When talking pictures arrived in the late 1920s, songs from movies became big business. Al Jolson, who starred in The Jazz Singer, the first blockbuster talkie, sold millions of 78 RPM records.
Fifteen years later, Irving Berlin sat next to a swimming pool in Hollywood and wrote White Christmas for the film Holiday Inn. The Bing Crosby version, released on July 30, 1942, is still the biggest-selling single of all time with lifetime sales somewhere in excess of $50 million.
When Columbia Records unveiled the long-playing vinyl album at a big ceremony at the Waldorf-Astoria Hotel in New York in June 1948, Hollywood was very interested. Since almost the beginning of recorded music, songs from Broadway musicals and films had been a major source of hits. Movie producers saw the LP as another way to promote their movies and the songs they contained.

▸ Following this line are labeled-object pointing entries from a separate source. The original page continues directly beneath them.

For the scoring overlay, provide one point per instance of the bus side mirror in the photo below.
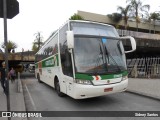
(70, 39)
(133, 43)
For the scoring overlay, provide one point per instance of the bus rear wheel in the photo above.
(58, 89)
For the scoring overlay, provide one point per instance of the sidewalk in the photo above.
(145, 87)
(16, 100)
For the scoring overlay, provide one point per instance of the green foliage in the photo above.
(125, 13)
(37, 42)
(10, 46)
(76, 17)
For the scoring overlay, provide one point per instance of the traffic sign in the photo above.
(12, 8)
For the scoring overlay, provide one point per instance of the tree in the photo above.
(37, 42)
(115, 17)
(137, 7)
(154, 16)
(76, 17)
(125, 14)
(10, 46)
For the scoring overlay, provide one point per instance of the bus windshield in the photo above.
(98, 55)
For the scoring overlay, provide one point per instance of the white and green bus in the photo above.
(84, 59)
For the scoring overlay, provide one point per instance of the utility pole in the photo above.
(6, 54)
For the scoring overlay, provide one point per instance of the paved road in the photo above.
(41, 97)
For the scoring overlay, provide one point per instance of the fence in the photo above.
(148, 67)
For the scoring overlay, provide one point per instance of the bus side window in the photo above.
(66, 63)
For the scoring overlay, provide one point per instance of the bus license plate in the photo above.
(108, 89)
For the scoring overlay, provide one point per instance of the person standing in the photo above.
(12, 75)
(3, 76)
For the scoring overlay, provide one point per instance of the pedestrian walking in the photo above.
(3, 77)
(12, 75)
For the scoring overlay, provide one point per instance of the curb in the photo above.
(143, 94)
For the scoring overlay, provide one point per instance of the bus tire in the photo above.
(58, 89)
(38, 77)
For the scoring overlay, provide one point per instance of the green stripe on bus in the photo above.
(103, 77)
(50, 62)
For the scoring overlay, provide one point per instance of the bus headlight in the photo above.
(124, 78)
(85, 82)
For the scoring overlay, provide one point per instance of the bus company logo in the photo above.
(118, 76)
(108, 81)
(51, 62)
(97, 77)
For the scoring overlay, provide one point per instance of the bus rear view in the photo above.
(92, 60)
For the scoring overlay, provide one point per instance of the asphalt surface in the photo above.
(145, 97)
(44, 98)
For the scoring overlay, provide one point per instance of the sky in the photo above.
(45, 16)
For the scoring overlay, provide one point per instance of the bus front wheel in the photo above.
(58, 89)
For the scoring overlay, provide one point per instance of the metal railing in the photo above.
(144, 67)
(138, 34)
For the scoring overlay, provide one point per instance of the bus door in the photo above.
(67, 71)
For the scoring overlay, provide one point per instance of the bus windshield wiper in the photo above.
(109, 55)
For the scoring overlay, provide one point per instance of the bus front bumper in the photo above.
(88, 91)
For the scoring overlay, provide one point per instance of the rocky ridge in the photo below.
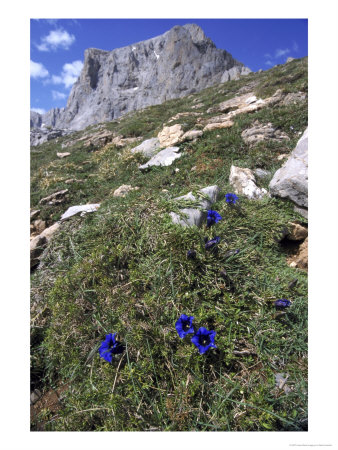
(113, 83)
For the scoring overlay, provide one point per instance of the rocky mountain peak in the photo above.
(112, 83)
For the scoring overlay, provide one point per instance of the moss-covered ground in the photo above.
(125, 269)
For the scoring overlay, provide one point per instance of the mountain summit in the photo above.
(112, 83)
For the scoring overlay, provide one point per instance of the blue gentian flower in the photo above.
(109, 347)
(184, 325)
(191, 254)
(282, 303)
(210, 244)
(213, 217)
(231, 198)
(204, 339)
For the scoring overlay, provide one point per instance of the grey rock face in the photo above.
(148, 147)
(80, 209)
(35, 119)
(259, 132)
(244, 183)
(40, 135)
(163, 158)
(112, 83)
(291, 180)
(196, 216)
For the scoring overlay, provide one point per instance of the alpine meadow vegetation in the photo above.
(141, 324)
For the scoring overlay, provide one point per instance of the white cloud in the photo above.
(39, 110)
(38, 70)
(69, 74)
(56, 39)
(281, 52)
(58, 95)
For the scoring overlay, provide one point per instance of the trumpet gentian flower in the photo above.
(184, 325)
(231, 198)
(109, 347)
(213, 217)
(204, 339)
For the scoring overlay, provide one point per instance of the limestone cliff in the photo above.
(112, 83)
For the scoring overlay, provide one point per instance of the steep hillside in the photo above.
(126, 268)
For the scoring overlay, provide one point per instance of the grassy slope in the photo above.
(124, 269)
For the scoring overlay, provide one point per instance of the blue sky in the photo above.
(57, 46)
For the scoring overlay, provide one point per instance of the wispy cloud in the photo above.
(39, 110)
(69, 74)
(56, 39)
(281, 52)
(38, 70)
(58, 95)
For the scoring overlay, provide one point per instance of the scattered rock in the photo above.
(184, 114)
(281, 382)
(39, 242)
(199, 105)
(294, 98)
(73, 180)
(34, 214)
(300, 260)
(282, 156)
(259, 133)
(37, 226)
(246, 103)
(234, 103)
(62, 155)
(48, 232)
(296, 232)
(119, 141)
(99, 139)
(148, 147)
(37, 246)
(244, 183)
(35, 395)
(191, 135)
(260, 173)
(291, 180)
(54, 199)
(80, 209)
(41, 135)
(123, 190)
(196, 216)
(302, 211)
(214, 126)
(170, 135)
(164, 158)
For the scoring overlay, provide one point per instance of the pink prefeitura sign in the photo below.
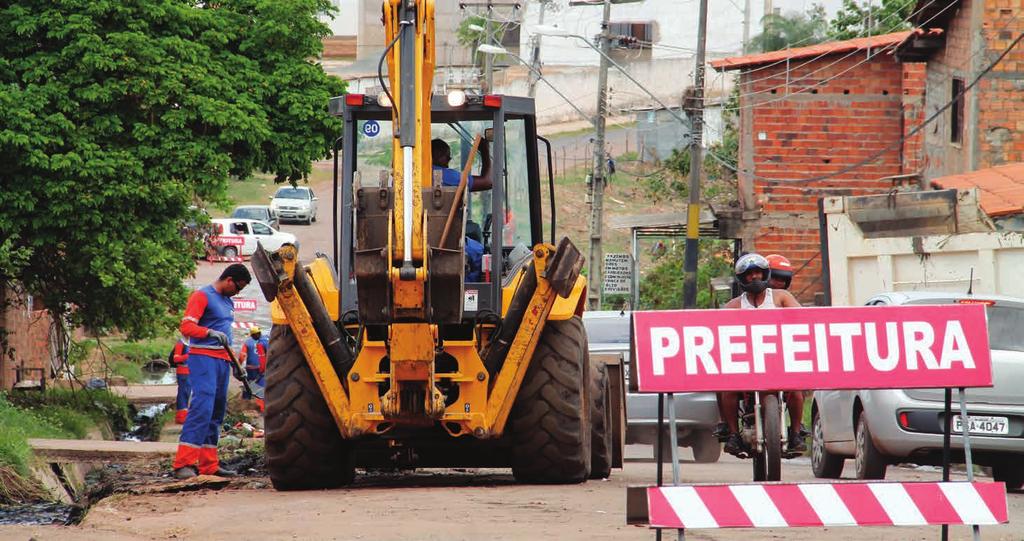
(812, 348)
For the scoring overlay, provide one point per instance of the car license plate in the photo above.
(982, 424)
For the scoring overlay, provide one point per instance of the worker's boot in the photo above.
(185, 472)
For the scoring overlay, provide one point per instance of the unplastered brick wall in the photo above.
(27, 333)
(1000, 138)
(914, 83)
(811, 118)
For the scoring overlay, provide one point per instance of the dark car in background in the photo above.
(696, 413)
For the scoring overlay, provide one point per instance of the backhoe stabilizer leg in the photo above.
(556, 272)
(275, 274)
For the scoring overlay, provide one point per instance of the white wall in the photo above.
(676, 21)
(346, 21)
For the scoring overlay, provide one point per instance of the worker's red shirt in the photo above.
(208, 309)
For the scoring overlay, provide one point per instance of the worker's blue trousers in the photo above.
(184, 390)
(209, 378)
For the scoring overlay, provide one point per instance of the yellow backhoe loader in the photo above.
(391, 354)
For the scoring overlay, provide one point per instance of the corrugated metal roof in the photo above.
(1000, 189)
(834, 47)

It didn’t take long for soundtrack albums — along with original cast recordings from Broadway productions — to become wildly popular.

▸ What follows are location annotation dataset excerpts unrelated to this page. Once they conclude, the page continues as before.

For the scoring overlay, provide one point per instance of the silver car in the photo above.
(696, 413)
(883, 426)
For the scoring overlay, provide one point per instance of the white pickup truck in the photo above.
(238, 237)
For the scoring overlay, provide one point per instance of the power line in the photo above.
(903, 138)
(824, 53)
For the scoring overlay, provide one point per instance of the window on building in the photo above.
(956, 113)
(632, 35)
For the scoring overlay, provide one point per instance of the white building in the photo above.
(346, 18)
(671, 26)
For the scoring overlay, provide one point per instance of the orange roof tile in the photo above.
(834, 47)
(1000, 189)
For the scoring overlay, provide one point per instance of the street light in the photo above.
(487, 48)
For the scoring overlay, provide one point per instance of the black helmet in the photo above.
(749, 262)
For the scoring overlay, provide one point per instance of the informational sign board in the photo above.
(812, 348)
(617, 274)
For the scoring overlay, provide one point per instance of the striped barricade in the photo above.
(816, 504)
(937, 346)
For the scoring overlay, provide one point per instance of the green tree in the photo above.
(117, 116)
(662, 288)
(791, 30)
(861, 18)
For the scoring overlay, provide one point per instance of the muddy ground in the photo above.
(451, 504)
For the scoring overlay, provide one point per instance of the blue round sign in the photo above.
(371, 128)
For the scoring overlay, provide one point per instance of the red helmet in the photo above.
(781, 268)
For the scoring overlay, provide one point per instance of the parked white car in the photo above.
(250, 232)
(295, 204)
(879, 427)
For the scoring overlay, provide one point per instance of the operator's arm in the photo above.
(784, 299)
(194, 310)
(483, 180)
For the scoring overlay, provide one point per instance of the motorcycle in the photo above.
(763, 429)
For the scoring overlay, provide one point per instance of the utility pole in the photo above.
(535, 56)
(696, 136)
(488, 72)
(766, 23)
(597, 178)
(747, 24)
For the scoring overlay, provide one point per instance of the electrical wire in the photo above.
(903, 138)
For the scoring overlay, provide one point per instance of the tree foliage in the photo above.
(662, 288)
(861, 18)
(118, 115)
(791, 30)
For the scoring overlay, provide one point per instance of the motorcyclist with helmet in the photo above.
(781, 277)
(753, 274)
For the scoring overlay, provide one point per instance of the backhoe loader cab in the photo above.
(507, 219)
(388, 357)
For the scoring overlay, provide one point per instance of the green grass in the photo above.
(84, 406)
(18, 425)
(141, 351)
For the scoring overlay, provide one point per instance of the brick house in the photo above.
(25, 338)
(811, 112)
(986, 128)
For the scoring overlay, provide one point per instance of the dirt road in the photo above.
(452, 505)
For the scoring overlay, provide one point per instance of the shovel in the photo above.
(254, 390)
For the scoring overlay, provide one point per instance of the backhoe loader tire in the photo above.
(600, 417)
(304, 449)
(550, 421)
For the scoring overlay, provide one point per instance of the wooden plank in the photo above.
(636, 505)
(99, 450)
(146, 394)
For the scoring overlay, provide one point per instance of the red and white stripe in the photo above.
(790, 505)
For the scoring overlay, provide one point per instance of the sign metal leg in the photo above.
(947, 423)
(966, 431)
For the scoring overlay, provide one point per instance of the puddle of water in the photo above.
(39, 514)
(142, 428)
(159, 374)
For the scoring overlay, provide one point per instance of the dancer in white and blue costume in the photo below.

Rock ‘n’ roll got into the act. Rock Around the Clock, the classic Bill Haley & His Comets recording, played under the opening credits of the 1954 film, Blackboard Jungle, causing kids worldwide to jump into the aisles and dance. Fast-forward to the 60s and movie soundtracks got even bigger, thanks to The Beatles (A Hard Day’s Night and Help!) and, most importantly, The Sound of Music from 1965, which for years was listed in the Guinness Book of World Records as the best-selling record (not just soundtrack) of all time. The latest guess is that it has sold more than 20 million copies.
But it was Saturday Night Fever in 1977 that really broke things open. The Bee Gees-heavy record was the source of eight hit singles on the radio, four of which reached number one on the Billboard Hot 100, propelling the double album to sales of $40 million, give or take. It was followed a year later by Grease, which has sold 28 million copies.
There was big, big money to be made in soundtracks, and both the recorded music industry and Hollywood knew it. It also helped that studios and labels began to consolidate, making it easier to create synergies when it came to promotion, marketing, acquiring talent, and licensing songs. A movie had to be accompanied by a soundtrack album. And even if the movie tanked, the soundtrack could backstop things a little. Car Wash from 1976 and FM from 1977 are good examples.
It worked, and everyone was happy: Urban Cowboy (1980), The Big Chill (1983), Flashdance (1983), Purple Rain (1984), Footloose (1984), Top Gun (1986), Dirty Dancing (1987), Cocktail (1998), and every single John Hughes film. And that’s just a tiny sample of gold- and platinum-selling movie soundtracks from the decade.